The convective heat loss is calculated using the convective heat transfer coefficient and the temperature difference between the surface and the ambient air. This loss needs to be minimized or accounted for to improve the system's efficiency.

Stefan-Boltzmann Law

The Stefan-Boltzmann law is crucial in understanding radiation heat transfer. It states that the total power radiated per unit area by a black body is proportional to the fourth power of its absolute temperature.

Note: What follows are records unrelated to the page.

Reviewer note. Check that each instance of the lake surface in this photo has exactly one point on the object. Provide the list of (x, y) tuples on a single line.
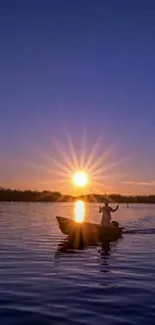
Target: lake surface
[(40, 286)]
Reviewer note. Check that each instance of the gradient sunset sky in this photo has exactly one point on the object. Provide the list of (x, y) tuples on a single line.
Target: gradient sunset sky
[(75, 73)]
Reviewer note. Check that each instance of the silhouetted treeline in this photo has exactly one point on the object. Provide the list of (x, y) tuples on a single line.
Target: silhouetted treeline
[(47, 196)]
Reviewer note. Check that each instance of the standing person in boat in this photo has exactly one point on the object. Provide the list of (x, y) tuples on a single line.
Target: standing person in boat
[(106, 214)]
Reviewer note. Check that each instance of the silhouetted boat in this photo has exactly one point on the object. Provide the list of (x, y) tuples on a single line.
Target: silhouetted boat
[(87, 232)]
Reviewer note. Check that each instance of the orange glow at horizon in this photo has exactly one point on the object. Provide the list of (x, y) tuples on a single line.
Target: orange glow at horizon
[(79, 211)]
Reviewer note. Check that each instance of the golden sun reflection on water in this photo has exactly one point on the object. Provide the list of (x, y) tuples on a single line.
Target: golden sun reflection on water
[(79, 211)]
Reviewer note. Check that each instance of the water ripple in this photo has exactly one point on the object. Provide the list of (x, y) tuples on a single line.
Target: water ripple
[(41, 285)]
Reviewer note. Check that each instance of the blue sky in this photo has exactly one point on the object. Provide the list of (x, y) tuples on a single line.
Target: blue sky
[(77, 65)]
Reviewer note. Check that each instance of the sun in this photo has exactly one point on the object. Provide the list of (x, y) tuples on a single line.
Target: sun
[(80, 179)]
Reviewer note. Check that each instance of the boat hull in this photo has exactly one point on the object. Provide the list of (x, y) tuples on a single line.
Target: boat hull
[(88, 232)]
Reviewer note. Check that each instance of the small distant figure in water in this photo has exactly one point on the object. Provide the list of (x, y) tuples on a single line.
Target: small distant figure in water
[(106, 213)]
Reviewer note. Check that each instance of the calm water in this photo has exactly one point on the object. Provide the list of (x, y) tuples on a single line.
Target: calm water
[(39, 286)]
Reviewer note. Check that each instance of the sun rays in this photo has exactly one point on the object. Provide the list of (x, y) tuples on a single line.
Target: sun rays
[(96, 164)]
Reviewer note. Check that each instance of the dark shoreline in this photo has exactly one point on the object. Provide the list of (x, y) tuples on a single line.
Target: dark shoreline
[(8, 195)]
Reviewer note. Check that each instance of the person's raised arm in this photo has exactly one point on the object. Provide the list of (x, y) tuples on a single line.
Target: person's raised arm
[(100, 209)]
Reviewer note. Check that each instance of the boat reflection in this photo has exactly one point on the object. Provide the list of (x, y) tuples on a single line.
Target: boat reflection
[(79, 211)]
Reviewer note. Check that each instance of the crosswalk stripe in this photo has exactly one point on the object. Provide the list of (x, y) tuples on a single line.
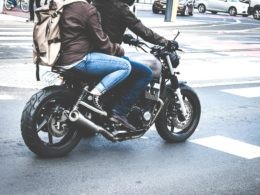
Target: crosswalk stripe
[(230, 146), (15, 38), (6, 97), (248, 92), (9, 33)]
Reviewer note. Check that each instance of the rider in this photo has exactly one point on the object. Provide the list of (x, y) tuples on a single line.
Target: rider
[(115, 18), (85, 47)]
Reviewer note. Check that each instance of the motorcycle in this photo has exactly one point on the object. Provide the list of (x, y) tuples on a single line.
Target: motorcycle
[(54, 118)]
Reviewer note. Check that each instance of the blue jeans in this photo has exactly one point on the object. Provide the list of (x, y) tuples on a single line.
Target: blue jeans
[(113, 69), (141, 75)]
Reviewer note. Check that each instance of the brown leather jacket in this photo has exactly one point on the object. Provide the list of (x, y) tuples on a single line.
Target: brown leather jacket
[(81, 33), (116, 17)]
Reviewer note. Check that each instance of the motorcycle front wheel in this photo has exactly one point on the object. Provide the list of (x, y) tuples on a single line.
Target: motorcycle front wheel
[(170, 123), (44, 124)]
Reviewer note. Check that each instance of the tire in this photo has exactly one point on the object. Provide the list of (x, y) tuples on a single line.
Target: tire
[(25, 5), (39, 119), (232, 11), (201, 8), (256, 13), (168, 123)]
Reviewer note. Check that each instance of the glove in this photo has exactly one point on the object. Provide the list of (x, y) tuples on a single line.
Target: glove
[(173, 45), (120, 51)]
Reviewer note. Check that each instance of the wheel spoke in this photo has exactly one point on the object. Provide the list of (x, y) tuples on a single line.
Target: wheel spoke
[(50, 138), (44, 122)]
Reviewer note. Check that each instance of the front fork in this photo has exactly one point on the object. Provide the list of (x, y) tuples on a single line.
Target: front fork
[(176, 87)]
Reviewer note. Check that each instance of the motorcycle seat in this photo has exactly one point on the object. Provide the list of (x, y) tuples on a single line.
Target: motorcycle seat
[(74, 74), (148, 60)]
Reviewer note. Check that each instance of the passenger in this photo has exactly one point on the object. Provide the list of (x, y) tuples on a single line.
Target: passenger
[(85, 47), (115, 18)]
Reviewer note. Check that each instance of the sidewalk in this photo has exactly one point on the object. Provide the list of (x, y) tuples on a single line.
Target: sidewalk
[(17, 15)]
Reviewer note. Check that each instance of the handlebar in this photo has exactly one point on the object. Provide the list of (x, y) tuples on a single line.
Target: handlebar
[(129, 39)]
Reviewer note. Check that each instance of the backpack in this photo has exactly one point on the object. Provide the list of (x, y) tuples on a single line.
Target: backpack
[(46, 33)]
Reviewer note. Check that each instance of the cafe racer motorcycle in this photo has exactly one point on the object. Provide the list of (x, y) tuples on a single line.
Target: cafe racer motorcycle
[(54, 118)]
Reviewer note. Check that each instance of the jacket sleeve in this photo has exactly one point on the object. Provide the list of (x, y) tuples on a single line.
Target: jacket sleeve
[(103, 43), (136, 26)]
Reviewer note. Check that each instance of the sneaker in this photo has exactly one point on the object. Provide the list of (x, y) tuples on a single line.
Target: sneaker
[(123, 120), (93, 101)]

The equation is: \[ Q_{\text{radiation}} = \varepsilon \sigma A (T_{\text{surface}}^4 - T_{\text{surrounding}}^4) \] where:

• \(\varepsilon\) is the emissivity of the material
• \(\sigma\) is the Stefan-Boltzmann constant \(5.67 \times 10^{-8} \text{W m}^{-2} \text{K}^{-4}\)
• \(A\) is the area
• \(T\) values are temperatures in Kelvin

This law allows us to quantify the radiation energy exchange for designing efficient thermal systems.

Solar Radiation Absorption

Solar radiation absorption is a measure of how much solar energy is captured by a surface, like a solar absorber. It is essential to maximize absorption for effective energy utilization. In our exercise, 93% of the incident solar radiation is absorbed by the absorber plate.

The calculation for absorbed solar radiation involves multiplying the incident energy rate by the absorber area and the absorption percentage. This gives the total energy but not all translates to usable energy due to heat losses.

Heat Transfer Coefficient

The heat transfer coefficient is a measure of the heat transfer rate per unit area and temperature difference. It plays a vital role in both radiation and convective heat transfer calculations.

In the solar absorber example, the convection heat transfer coefficient is used to determine the convective heat loss. It is characterized by factors like air velocity, surface area, and temperature.

Knowing the heat transfer coefficients allows engineers to calculate and understand the efficiency of thermal systems accurately.